Extract data generically from each invoice

The robot will need to go through all the invoices in the folder and extract data generically from each invoice.
Upon completion of the data extraction, it is required to send the invoice by email including the following details in the email content:
Invoice number
2. Invoice date
3. The amount of the invoice
Recommended functions to use:

  1. Analyze the digital PDF file
  2. Find - regular expression (REGEX)

Someone can help me with that.
to send me an example.
Thank you!!!

For that to read pdf use read pdf text activity

Then using matches activity to get the data by writing regular expressions

Hey,
True I know I need the use of this asset.
Can you send me an example of how to do this exactly?

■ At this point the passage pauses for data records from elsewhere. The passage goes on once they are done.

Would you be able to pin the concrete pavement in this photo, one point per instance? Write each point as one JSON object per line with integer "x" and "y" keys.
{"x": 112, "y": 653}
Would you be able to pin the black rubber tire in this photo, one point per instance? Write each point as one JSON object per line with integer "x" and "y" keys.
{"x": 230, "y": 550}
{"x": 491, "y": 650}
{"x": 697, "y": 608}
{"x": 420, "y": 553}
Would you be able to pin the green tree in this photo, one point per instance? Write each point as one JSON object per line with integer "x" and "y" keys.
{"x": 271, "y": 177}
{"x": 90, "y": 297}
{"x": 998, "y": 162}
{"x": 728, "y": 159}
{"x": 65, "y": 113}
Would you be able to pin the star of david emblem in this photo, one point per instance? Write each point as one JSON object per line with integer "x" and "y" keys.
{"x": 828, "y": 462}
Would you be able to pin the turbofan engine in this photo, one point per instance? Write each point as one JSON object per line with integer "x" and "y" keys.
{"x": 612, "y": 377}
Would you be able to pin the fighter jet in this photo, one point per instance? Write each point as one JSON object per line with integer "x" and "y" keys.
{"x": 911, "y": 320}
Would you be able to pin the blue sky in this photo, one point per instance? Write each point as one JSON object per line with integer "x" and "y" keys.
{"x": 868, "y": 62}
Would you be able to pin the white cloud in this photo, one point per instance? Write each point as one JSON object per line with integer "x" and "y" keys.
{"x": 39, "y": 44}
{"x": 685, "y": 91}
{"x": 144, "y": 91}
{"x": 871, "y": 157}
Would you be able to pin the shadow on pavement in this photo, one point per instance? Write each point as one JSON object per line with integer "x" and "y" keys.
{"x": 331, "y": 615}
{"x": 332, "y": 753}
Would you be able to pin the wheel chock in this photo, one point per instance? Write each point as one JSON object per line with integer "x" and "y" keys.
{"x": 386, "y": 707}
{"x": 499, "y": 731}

That will retrieve the data but each time they are somewhere else on the page.
It’s urgent for me thanks !!!

Anyone???

please help me

Hi @tamar.m

Use

  1. Use a string array varible let’s say strarr = Directory.GetFiles(folder path of invoice), this array varible stores the file path of all invoices PDF
  1. use for each activitiy with argument type as string to loop through each item in array string strarr

  2. inside the for each , use Read PDF activitiy to read each PDF by providing the file path in the property panel of read PDF and store the results in string varaible let’s say result

  3. after this use matches activitiy with a regular expression to extract invoice number , invoice date, amount of invoice each one separately from the result varible(inside for each after read PDF activitiy)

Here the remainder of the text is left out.